Il tema del rapporto col committente ha incardinato la discussione: Boselli ha notato come i progettisti oggi godano di una libertà molto ampia, infatti le Note pastorali emesse dalla CEI sulla costruzione di nuove chiese (nel 1993) e sull’adeguamento delle chiese esistenti (nel 1996) costituiscono indirizzi, non sono vincolanti a differenza delle Instructiones del Borromeo scritte dopo il Concilio di Trento nel 1577. “C’è chi auspica che la Chiesa stabilisca nuovi canoni” ha notato Boselli sollecitando l’opinione dei progettisti. Reginaldi ha messo in rilievo che nel lungo tempo che intercorre tra la commissione di un incarico e la realizzazione dell’opera – e il riferimento era ai progetti vincitori di concorsi quali quelli nazionali indetti dalla CEI – il dialogo con le tanti figure che compongono la “galassia” del committente porta suggerimenti e sollecitazioni di fronte alle quali il progettista deve mantenersi disponibile.
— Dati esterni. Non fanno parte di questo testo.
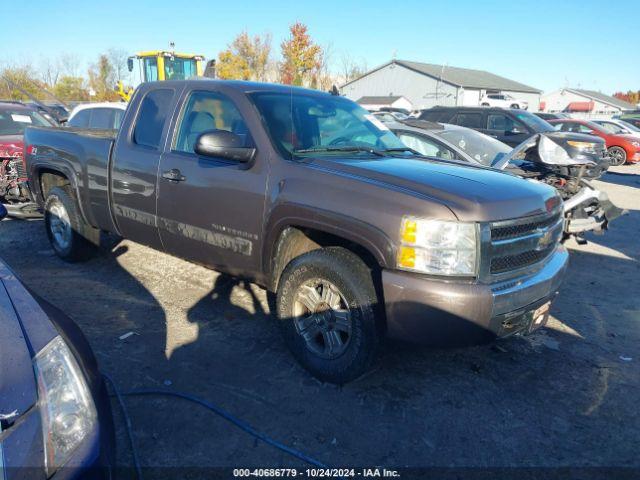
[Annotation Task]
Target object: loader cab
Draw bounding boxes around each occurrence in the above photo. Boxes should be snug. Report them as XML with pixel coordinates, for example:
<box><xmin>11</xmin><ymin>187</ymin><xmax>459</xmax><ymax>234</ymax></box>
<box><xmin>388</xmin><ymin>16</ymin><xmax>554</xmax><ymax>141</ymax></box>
<box><xmin>127</xmin><ymin>51</ymin><xmax>204</xmax><ymax>82</ymax></box>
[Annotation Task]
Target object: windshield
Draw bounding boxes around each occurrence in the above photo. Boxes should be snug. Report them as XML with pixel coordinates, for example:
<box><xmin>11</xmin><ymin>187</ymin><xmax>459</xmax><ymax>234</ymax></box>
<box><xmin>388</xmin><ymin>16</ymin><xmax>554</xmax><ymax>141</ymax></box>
<box><xmin>433</xmin><ymin>128</ymin><xmax>511</xmax><ymax>166</ymax></box>
<box><xmin>164</xmin><ymin>57</ymin><xmax>197</xmax><ymax>80</ymax></box>
<box><xmin>516</xmin><ymin>112</ymin><xmax>555</xmax><ymax>133</ymax></box>
<box><xmin>252</xmin><ymin>92</ymin><xmax>407</xmax><ymax>157</ymax></box>
<box><xmin>620</xmin><ymin>120</ymin><xmax>640</xmax><ymax>132</ymax></box>
<box><xmin>595</xmin><ymin>122</ymin><xmax>627</xmax><ymax>135</ymax></box>
<box><xmin>0</xmin><ymin>110</ymin><xmax>52</xmax><ymax>135</ymax></box>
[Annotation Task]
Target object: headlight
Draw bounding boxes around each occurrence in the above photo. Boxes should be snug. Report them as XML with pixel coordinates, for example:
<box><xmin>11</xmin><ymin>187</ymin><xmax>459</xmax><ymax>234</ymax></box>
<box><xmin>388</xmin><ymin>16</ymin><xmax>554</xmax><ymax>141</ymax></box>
<box><xmin>567</xmin><ymin>140</ymin><xmax>598</xmax><ymax>152</ymax></box>
<box><xmin>398</xmin><ymin>217</ymin><xmax>478</xmax><ymax>276</ymax></box>
<box><xmin>34</xmin><ymin>337</ymin><xmax>97</xmax><ymax>476</ymax></box>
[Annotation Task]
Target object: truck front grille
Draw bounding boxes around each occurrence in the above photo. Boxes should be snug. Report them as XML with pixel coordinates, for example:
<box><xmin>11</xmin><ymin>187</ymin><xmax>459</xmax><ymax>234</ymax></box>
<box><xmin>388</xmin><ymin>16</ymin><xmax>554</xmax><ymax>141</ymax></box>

Se c’è un problema – ha notato Reginaldi – è che la committenza non parla con voce univoca: “ho avuto l’esperienza di realizzare tre chiese, due come partner dello studio Gregotti Associati International e una col mio proprio studio, e ho notato che vi sono atteggiamenti molto diversi tra i parroci” c’è chi insiste su linee progettuali tradizionali e chi desidera seguire approcci innovativi. Galanino ha portato l’esempio della chiesa da lui realizzata a Modena dopo aver vinto il concorso Progetti Pilota: qui i committenti hanno imposto una radicale trasformazione del progetto liturgico, che hanno voluto essere incentrato sull’assetto a “Communio Raum” con i due poli di altare e ambone fronteggiantisi e le sedute disposte ai lati dell’asse mediano. “Questa impostazione liturgica nuova, ha portato a una revisione di tutto il progetto perché l’asseto liturgico è primario nella chiesa e attorno a questo ruota tutto il complesso edificato. Ma preferisco che vi siano limiti e indicazioni chiare – ha concluso – proprio lavorando su questi il progettista sa individuare soluzioni creative”. Contini ha posto l’accento su quel che ha imparato nella dialettica col committente, nel realizzare la chiesa nuova di Varedo “una chiesa pensata come casa della comunità e discussa con tutta la comunità. Barazzetta ha notato come la comunità di Baranzate di Bollate abbia avuto difficoltà ad accettare l’architettura moderna della chiesa di Mangiarotti e Morassutti, ma pian piano l’abbia compresa e ne sia divenuta partecipe.

“VI sono tante occasioni di confronto – ha concluso Goffredo Boselli – non solo moltissimi convegni, ma soprattutto tanti progetti ampiamente discussi soprattutto nell’ambito dei concorsi Progetti Pilota della CEI. Tutto questo porta a definire quel che all’estero è percepito come il “caso Italia”: il fatto che da oltre dieci anni qui si nota come la Chiesa si sia impegnata in un dialogo fecondo coi progettisti” volto a rinnovare l’antica tradizione di produttiva collaborazione.